FCA Canada has threatened to outsource the transportation of parts used at the Windsor plant where the Chrysler Pacifica, Pacifica Hybrid and Dodge Grand Caravan minivans are built. That would affect 285 Unifor members, including skilled-trades workers, clerks, management and drivers. The company’s outsourcing plan didn’t affect the jobs of those who transport the minivans.
Union leaders told about 300 members gathered at the information meeting Sunday that FCA Canada had rescinded its letter issued in the spring announcing its intention to outsource the work.
Reporters outside the closeddoor meeting could hear bursts of applause intermingled with frustrated voices as Unifor leaders explained the next steps.
With the company’s Sept. 24 deadline looming, Chiodo called the announced outsourcing of the transportation department “a little bit of a cloud that’s been over our head.”
At 10 p.m. Saturday, on the eve of the previously announced membership meeting, Chiodo said the union received word from the company that the outsourcing would be suspended while costsaving measures were discussed to “save the department and hopefully maintain the department long term.
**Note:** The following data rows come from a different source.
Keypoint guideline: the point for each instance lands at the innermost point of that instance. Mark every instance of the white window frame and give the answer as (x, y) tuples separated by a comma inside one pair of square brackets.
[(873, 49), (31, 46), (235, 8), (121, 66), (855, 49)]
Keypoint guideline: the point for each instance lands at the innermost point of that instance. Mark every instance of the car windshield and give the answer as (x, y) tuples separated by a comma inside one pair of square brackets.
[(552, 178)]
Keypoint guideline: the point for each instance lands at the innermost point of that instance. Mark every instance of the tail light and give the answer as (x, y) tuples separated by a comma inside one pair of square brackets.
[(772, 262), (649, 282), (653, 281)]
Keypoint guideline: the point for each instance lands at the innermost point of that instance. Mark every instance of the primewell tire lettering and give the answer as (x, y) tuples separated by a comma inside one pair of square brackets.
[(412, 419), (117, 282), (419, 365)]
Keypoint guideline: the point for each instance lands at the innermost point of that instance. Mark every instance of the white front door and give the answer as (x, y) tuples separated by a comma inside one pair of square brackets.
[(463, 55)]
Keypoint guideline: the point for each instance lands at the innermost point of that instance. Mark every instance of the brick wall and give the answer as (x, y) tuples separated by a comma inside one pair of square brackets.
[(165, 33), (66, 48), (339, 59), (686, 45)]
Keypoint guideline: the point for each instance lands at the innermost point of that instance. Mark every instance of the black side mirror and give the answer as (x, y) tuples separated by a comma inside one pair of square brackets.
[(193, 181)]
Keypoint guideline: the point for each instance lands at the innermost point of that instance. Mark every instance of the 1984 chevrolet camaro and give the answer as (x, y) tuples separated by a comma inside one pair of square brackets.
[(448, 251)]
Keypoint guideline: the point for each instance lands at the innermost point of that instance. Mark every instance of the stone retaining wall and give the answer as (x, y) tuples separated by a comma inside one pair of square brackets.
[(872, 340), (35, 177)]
“So we know that’s a victory, we’re excited about that,” he said.
FCA officials declined to comment.
The union will form a committee composed of three people from the trades and three people from the transportation division, plus support groups from the union and the assembly plant, Chiodo said.
The committee and FCA will begin considering cost-saving initiatives as early as Monday morning, Chiodo said. The union will propose measures by Aug. 18.
“From there, they can either agree that we are where we need to be to be competitive and maintain the department or they need to reissue the letter,” Chiodo said.
If the letter is reissued, the union and company will go to expedited arbitration.
Chiodo said the union would have moved to arbitration immediately if he wasn’t confident that cost-saving measures can avoid outsourcing.
“Soft suggestions” for cost-saving initiatives have already been provided by FCA, he added.
Some union members are frustrated, but Chiodo said he is confident that they are in a good position going forward.
“We’re happy that we’re moving forward and we’re doing what’s in the best interest of the department, the facility and the plant — but sometimes it’s not perfect,” he said.
John Kowalski, who works in the FCA transportation department, said Sunday’s meeting was one of the longest he’s attended in his 19 years in the industry.
“Obviously there’s some dissension among the membership that we have to come up with these cost savings,” he said. “I want to emphasize the fact that it is a step
in the right direction, but there’s still a certain level of uncertainty with respect to our futures in this department.”
None of the affected Unifor members left Sunday’s meeting hanging their heads, Kowalski said.
The consensus was that the union is doing everything possible to keep the jobs, but doing so isn’t easy, he said.
Unifor Local 444 president Dino Chiodo, centre, said Sunday the union has been given the green light to come up with a proposal to save 285 trucking jobs at Fiat Chrysler Automobiles’ Windsor Assembly Plant that otherwise would have been outsourced by Sept. 24.